Berbagai kasus yang berkaitan dengan gizi buruk terjadi di wilayah yang memiliki karakteristik yang mirip, yaitu, secara umum, daerah dengan prevalensi masalah gizi memiliki tingkat kesejahteraan yang rendah. Karakteristik lain berupa tingginya tingkat ketergantungan pada pemerintah pusat, serta tingginya prosentase aktivitas ekonomi di bidang pertanian. Kabupaten Timor Timur Selatan, propinsi NTT misalnya, persentase kegiatan ekonominya digantungkan pada sector pertanian . Daerah Bantul, di Jawa yang mewakili prevalensi tertinggi kasus-kasus gizi buruk memiliki karakteristik yang serupa. Dengan prosentase kegiatan ekonomi terbesar di sektor pertanian, kabupaten Bantul baru mampu membiayai 6% dari total anggaran pembelanjaan daerahnya. Tingkat ketergantungan pada pusat ditunjukkan dengan besarnya nilai dana alokasi umum yang dikucurkan, yang mencapai lebih dari 70% total anggaran daerah yang dibutuhkan.
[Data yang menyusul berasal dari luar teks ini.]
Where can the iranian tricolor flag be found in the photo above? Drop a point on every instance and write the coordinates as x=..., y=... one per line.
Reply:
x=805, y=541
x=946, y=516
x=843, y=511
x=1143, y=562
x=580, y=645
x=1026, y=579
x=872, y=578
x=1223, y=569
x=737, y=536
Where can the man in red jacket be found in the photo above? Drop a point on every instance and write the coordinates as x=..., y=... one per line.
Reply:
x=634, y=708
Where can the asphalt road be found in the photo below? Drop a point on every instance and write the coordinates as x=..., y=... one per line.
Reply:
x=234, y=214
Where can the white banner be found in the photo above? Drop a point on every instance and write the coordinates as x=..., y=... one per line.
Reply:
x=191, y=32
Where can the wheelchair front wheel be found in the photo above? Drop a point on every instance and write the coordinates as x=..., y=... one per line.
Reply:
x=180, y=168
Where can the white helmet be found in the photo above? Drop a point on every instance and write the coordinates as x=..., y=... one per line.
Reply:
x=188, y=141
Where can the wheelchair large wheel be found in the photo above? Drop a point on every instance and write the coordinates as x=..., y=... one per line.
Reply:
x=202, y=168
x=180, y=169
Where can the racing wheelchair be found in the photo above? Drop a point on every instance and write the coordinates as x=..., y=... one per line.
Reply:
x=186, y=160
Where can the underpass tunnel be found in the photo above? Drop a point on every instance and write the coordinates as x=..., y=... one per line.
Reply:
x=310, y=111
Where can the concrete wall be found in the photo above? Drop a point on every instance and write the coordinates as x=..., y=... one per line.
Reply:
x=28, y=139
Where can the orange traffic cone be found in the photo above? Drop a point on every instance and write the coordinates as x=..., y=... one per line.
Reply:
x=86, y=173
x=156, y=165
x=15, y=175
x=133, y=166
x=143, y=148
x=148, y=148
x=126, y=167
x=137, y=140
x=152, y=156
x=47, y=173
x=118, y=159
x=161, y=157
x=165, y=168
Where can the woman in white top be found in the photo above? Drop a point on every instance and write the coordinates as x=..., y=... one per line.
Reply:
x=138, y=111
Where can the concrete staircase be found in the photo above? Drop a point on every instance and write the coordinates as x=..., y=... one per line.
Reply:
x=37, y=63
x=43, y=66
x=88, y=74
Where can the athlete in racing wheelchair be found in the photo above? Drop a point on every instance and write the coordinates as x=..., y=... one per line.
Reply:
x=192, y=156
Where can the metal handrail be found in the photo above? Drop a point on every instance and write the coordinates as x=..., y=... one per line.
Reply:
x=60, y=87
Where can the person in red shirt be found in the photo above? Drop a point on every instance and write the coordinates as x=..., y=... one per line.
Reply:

Dua karakteristik ini setidaknya menunjuk dua persoalan mendasar yang berkaitan kemampuan daerah dalam mengalokasikan sumber dana yang memadai untuk memenuhi hak. Sebagai bagian dari pilihan desentralisasi yang dimulai di tahun 1999, alokasi pembiayaan sektor kesehatan dialihkan dari pusat ke daerah. Di satu sisi, kebijakan ini membuka peluang lahirnya kebijakan yang lebih berbasis local dalam memberikan jaminan yang lebih baik terhadap hak kesehatan. Namun di sisi lain juga muncul risiko kegagalan yang lebih besar, khususnya melihat ketiadaan kriteria pemenuhan hak kesehatan minimum yang ditetapkan pemerintah pusat berkaitan dengan alokasi minimum APBD untuk menjamin penyediaan sarana dan pelayanan kesehatan dasar serta hal-hal yang mendukung tercapainya tingkat kesehatan masyarakat yang memadai. Akibatnya muncul disparitas yang tinggi dalam penyediaan layanan dasar kesehatan. Sementara di Sumut pemerintah daerah mampu mengalokasikan sebesar 58 milyar dana kesehatan bagi kelompok miskin, provinsi seperti papua dan Nusa Tenggara Timur jauh tertinggal di belakang.
Beberapa langkah jangka pendek dan respon cepat dilakukan oleh pemerintah melalui koordinasi interdepartemen. Namun langkah-langkah tersebut lebih bersifar kuratif, seperti dalam menghadapi penetapan wabah flu burung sebagai kondisi luar biasa. Tindakan lain berupa pembentukan tim operasi sadar gizi untuk merespon naiknya angka penderita gizi buruk di NTB, penerapan sistem kewaspadaan dini, perawatan kasus gizi buruk di Puskesmas dan rumah sakit, serta penyediaan sarana dasar seperti bantuan pangan dan penyediaan air bersih. Langkah ini diikuti oleh peningkatan alokasi pendanaan untuk perbaikan gizi masyarakat dengan proyeksi kenaikan lebih dari 10kali lipat untuk tahun anggaran 2006.